Mom sat with us during my first lesson.  At the end of that lesson, we all agreed that we would continue.  I went home with Eric Steiner’s Junior Approach to the Piano, and headed to my aunt’s house to practice, as she had a piano.  Within a week or two, a rental piano was delivered to our home, and Mom was bringing me twice a week to Mrs. Clark’s house.

I suppose other teachers could have guided me through learning to play, but Mrs. Clark taught me more than that.  She never hosted recitals (saying she was too old), but focused on a student learning to play whatever music they loved.  To be sure, we worked through entire courses from Eric Steiner, John Thompson, and Michael Aaron (along with Czerny’s School of Velocity and quite a few theory books), but she also welcomed anything I happened upon that I brought in to tackle.  From the Reader’s Digest Fireside Book of Folk Songs to books of popular songs and various “Greatest Hits of……” it was welcomed in Mrs. Clark’s home.

I didn’t just learn to read music and play piano.  I also learned to make graham cracker brownies (she always had a bag of these for me, and for every student after each lesson) and I loved hearing her stories of playing for the silent movies when she was a teen.  She was born in the late 1800s, and I began taking lessons from her in the late 1960s, so you do the math.  She had fallen in love with a man considerably older than she was.  They had fewer years together than many couples, but those years were precious and filled with joy.  They had one son. She saw both World Wars, and told me what it was like “back home” during those difficult years.  She listened to my joys and frustrations at school and dispensed advice without my even realizing it.  Over the years, she became more housebound, but her students brought her joy and, she said, “kept her young.”  She wasn’t able to attend church often, but would get dressed up to watch Sunday services on television.  She would also make it a point to watch every Alabama football game that was televised; Coach “Bear” Bryant had been a student of hers some years before, so needless to say, she was a huge fan of the Crimson Tide.

I learned from Mrs. Clark that making music is more than just playing in perfect time with a metronome; it’s about playing with joy.  If you miss a note, she’d say, just keep going and carry an attitude that said everything was perfect.  I didn’t realize it at the time, but playing piano for a silent movie demanded that, just as does any situation of performing live for an audience.

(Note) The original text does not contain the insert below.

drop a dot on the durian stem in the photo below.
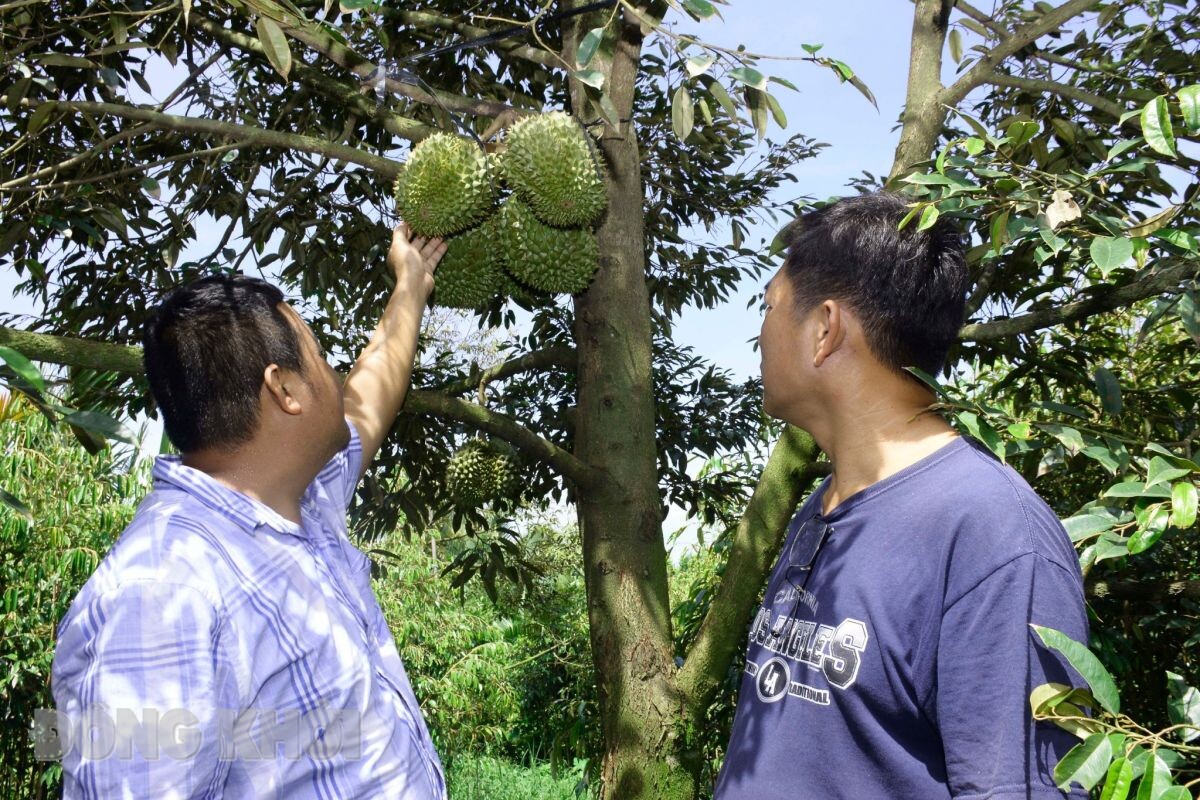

When I was halfway through high school, she announced that she would be retiring from teaching piano and moving away to be closer to her only son.  Before leaving, she gave me a stack of her sheet music from the early 1900s.

mrs clark music upload

I couldn’t imagine having any other piano teacher; what could they possibly teach me that Mrs. Clark had not already taught?  I could practice on my own, and did so.  I poured my focus into other high school activities and trying to figure out what to do with my life. We kept up through letters, and I was able to visit her in her new home (about an hour away) on a couple of occasions.

She moved into a nursing home when I was in college, but we would still correspond.  I was busy with classes, and she and my mom corresponded as well.  Her mind was sharp as ever, and she asked the nursing home staff what she could do to assist with recordkeeping, letter writing, etc.  Health care privacy laws were not quite as strict then as they are now, and she was a welcome help to the staff. Her one complaint?  “All these old people around here who complain all the time!”

She died not long after I had graduated from college.  I went to the funeral home early in the morning on the day of her funeral, and sat quietly in the parlor and gave thanks for the incredible gift that she was in my life.  Even today, 3 decades later, I think of her and give thanks for her presence in her life.  I didn’t realize then that her teachings were applicable to life:  Do things you love with joy. If you mess up, just keep going with the attitude that everything is fine, because it really is.